Armee muss ihre "Helden" heilen
25.09.2009 - FJH
Immer mehr deutsche Soldaten kehren krank aus dem Einsatz zurück. Bei 152 Bundeswehr-Soldaten wurde im ersten Halbjahr 2009 nach ihrer Rückkehr aus Afghanistan eine posttraumatische Belastungsstörung (PTBS) diagnostiziert. Im Jahr 2008 waren es insgesamt 255 Soldaten gewesen, die der Krieg krank gemacht hat.
Wehrbeauftragter Reinhold Robbe hat den Bundesminister Dr. Franz-Josef Jung am Donnerstag (24. September) aufgefordert, umgehend ein spezielles Beratungs- und Erforschungszentrum der Bundeswehr einzurichten. Dort sollten die Soldaten nicht nur fachgerecht betreut werden. Zusätzlich solle hier auch die Forschung zur PTBS vernetzt werden.
Einen entsprechenden Beschluss des deutschen Bundestags habe Jung immer noch nicht umgesetzt, monierte Robbe.

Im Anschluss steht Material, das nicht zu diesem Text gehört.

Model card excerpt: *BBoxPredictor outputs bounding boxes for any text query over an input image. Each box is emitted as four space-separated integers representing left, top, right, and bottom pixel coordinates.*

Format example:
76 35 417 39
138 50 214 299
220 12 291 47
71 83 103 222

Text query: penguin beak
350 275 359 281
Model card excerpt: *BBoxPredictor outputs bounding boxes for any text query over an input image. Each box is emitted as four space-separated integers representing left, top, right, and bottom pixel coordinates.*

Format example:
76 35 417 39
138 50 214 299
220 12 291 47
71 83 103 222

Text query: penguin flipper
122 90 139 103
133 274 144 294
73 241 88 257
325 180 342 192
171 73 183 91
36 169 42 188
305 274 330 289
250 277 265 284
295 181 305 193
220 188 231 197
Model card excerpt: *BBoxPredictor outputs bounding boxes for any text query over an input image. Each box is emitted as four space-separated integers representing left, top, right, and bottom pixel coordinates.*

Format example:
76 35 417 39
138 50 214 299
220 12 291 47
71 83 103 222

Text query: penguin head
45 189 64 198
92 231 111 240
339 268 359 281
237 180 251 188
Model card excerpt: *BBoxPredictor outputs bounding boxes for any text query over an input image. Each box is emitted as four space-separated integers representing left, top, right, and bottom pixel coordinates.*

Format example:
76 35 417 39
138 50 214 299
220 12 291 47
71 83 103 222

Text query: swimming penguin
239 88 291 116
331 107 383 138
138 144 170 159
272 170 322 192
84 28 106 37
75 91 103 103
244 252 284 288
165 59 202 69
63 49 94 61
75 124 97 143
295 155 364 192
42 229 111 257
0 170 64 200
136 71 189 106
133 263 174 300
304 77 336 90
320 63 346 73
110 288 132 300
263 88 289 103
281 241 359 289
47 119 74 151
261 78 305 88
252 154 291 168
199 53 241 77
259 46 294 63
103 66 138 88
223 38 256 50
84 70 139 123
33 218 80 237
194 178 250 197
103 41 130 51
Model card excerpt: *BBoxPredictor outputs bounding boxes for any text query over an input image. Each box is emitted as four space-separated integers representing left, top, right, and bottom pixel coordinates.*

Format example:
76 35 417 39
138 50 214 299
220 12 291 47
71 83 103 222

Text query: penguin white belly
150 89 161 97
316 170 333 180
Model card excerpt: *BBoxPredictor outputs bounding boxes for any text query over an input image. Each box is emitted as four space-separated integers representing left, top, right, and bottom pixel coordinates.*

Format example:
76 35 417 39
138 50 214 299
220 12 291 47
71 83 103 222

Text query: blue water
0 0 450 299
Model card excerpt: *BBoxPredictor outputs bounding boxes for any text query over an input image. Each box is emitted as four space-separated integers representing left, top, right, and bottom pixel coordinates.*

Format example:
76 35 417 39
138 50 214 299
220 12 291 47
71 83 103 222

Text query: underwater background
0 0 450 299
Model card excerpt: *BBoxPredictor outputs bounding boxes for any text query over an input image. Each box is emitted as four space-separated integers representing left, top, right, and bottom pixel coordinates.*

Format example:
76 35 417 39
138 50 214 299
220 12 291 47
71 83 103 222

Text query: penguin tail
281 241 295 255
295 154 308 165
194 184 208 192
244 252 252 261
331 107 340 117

Die steigenden Zahlen sieht der Wehrbeauftragte des Deutschen Bundestags jedoch als Beleg für die Dringlichkeit dieser Einrichtung an.
Eher kriegsverherrlichend ist dagegen die Reportage eines dänischen Soldaten über seine Erlebnisse in Afghanistan ausgefallen. Unter dem Titel "Jäger – im Krieg mit der Elite" beschreibt Thomas Rathsack die Einsätze einer dänischen Elite-Einheit am Hindukusch. Sein Buch kommt am Freitag (25. September) neu auf den dänischen Markt.

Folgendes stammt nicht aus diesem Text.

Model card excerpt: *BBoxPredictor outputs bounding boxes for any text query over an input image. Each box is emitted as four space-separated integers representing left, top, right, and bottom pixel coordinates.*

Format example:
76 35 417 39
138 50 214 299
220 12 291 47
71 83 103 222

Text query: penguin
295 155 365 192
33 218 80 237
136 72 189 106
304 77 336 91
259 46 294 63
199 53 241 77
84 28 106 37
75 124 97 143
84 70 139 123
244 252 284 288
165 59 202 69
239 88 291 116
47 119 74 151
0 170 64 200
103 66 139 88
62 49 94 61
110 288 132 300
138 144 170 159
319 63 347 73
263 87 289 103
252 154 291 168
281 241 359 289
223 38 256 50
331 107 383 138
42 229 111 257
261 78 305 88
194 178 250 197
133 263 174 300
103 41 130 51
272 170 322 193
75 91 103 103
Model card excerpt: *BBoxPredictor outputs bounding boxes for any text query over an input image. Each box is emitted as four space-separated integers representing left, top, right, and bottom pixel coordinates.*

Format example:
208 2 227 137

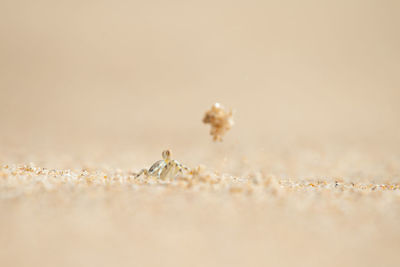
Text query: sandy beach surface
0 0 400 267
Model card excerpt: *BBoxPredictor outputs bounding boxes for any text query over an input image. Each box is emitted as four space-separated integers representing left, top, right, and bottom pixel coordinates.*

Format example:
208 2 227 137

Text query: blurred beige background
0 0 400 162
0 0 400 266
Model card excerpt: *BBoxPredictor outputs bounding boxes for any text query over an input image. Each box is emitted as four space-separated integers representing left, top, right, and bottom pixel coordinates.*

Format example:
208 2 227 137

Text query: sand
0 0 400 267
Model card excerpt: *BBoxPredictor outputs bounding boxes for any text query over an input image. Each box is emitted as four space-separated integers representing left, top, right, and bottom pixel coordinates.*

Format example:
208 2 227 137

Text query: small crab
136 150 191 180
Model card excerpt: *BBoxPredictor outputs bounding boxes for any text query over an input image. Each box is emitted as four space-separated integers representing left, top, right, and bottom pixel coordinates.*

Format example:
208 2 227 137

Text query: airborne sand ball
203 103 233 142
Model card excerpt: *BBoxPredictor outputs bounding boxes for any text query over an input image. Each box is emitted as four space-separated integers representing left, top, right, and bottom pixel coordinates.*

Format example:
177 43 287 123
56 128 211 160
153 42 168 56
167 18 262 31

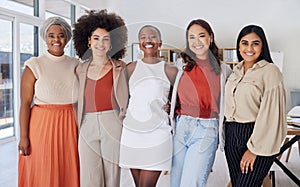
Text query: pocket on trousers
198 127 218 153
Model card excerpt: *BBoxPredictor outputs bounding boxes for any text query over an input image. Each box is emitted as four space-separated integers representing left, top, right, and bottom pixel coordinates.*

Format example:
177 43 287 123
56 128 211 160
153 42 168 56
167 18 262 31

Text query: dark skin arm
19 67 36 156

Bereits am Mittwoch (16. September) hatte die Tageszeitung "Politiken" den vollständigen Bericht abgedruckt. Für Donnerstag (17. September) war eine Gerichtsverhandlung über den Antrag der dänischen Armee anberaumt. Sie wollte die Auslieferung des Buchs verhindern.
Die Berichte gefährdeten die Sicherheit der dänischen Soldaten, hieß es zur Begründung. Sie seien eine "Gebrauchsanleitung für die Taliban".
Das Kopenhagener Gericht sah das ganz genauso. Dennoch wies es die Klage gegen eine Veröffentlichung des Buchs ab. Die Meinungs- und Pressefreiheit wiege hier schwerer als das Sicherheits-Interesse der Regierung, zumal der Inhalt des Buchs ohnehin schon veröffentlicht sei.
Darin beschreibt Rathsack beispielsweise, wie er mit Kollegen einen Verhandler auf dem Weg zu Geheimgesprächen mit Stammesführern begleitet hatte. Die dänischen Soldaten seien dabei mit Turban und weiten Gewändern bekleidet gewesen. Darunter trugen sie schusssichere Westen, Pistolen und Messer.
Wahrscheinlich werden Auszüge aus Rathsacks Buch bald auch in deutscher Sprache zirkulieren. Wohlmöglich werden auch weitere Schilderungen ähnlicher Art erscheinen. Vielleicht wird es dabei sogar einen Wettstreit darum geben, wer die härtesten Stories über den Krieg am Hindukusch zu Papier bringt.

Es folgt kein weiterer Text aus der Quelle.